Let’s face it, as much as we may love the carwash business, when all is said and done it remains a business. We can streamline operations and cut back on labor, but we’re still going to be faced with cost increases — leaving us no choice but to raise our prices.

Anyone who has raised prices knows there will be some adverse reaction from customers. By anticipating this reaction we can minimize any negative impact, ensure a smoother transition and walk away happy.

Strategic planning
Our carwashes are located in the Chicago market. We have always timed our price increase to coincide with the start of the busiest time of year: December. In our area this is the snow season, which means salt on the roads and on the cars. In other areas it may be the bug season or the pollen season.

You should schedule your season whenever customers become desperate for a wash (usually your busiest time of year). This is when price becomes a secondary concern. There are lines at the low-volume, high-priced full service washes as long as those at the high-volume, low-priced exterior only washes.

During these seasons, customers are more concerned with speed and quality of service than cost. This provides an opportunity to “condition your customers.” They become used to paying the new price and do not find it objectionable when their need for a carwash is not as extreme.

That being said, there will still be at least one customer who complains about your new price. This is only natural since dealing with enough members of the public increases the likelihood that someone will find something to complain about.

No hidden surprises
One of my favorite price complaints is my regular customer who comes in May and claims that every time he comes in the price is higher. I tell him we raised the price six months ago, where has he been? I also tell him it’s been two years since our last increase. This usually takes the wind out of his sails.

I have seen some businesses attempt to justify increases and minimize complaints by posting signs explaining why a price increase was necessary. These signs usually refer to the higher costs of doing business; such as labor, utilities, rent, taxes, insurance, raw materials etc.

While you are certainly welcome to try this approach, I do not agree with it. Most consumers do not operate a business. They have no idea and no interest in what costs are involved to operate a business. Those who do operate businesses are well aware of your cost and price issues.

Instead, just as you would do with any other complaint, this issue will need to be addressed on an individual basis. However, as with various customer complaints, you will find that they will fall into several categories.

The Jokester: “Wow, with this price increase you must be making so much money you need to weigh it instead of count it.”
Professional Carwasher: “Yep, part of it went to purchase a bigger scale.”

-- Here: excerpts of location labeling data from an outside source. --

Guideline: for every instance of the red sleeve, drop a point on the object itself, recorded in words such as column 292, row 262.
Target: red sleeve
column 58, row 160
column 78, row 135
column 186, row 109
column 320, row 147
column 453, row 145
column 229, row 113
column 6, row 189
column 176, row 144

The Cynic: “This seems to happen every month. Will you ever stop raising your prices?”
PC: “Absolutely, as soon as the utility companies, government, credit card companies and insurance agents stop raising theirs.”

The person who counts other people’s money: “What are you doing with all this extra money you’re making, anyhow?”
PC: “My spouse and kids figured it out for me.”

The person who thinks the ‘grass is always greener’: “Carwashing is such a great business, look at this line! With the prices you’re charging, you must have a lot of money. I should get into this business.”
PC:”Yes, I have lots of money, that is why I am here working only seven days a week. If you really want to get into this business, no problem. I’ll sell you this place for the three million dollars I have in it. When would you like to take over?”

The person who knows the perceived value: You charge $11 for a carwash, that’s a lot of money.
PC: “Really, did you ever get your suit dry cleaned? How much did you pay? $7.50? Now, how much did your suit cost? $250? That’s three percent of the cost. What is your car worth? $10,000? What did you pay for the wash? $11? That’s one-tenth of one percent. Now, who do you think has a more expensive facility: the dry cleaner or carwash? It’s a bargain.”

If all else fails and you do not want to hear any grumbling from customers concerning price increases, wear earplugs!

Earl Weiss is the owner/operator of four exterior carwashes in Chicago.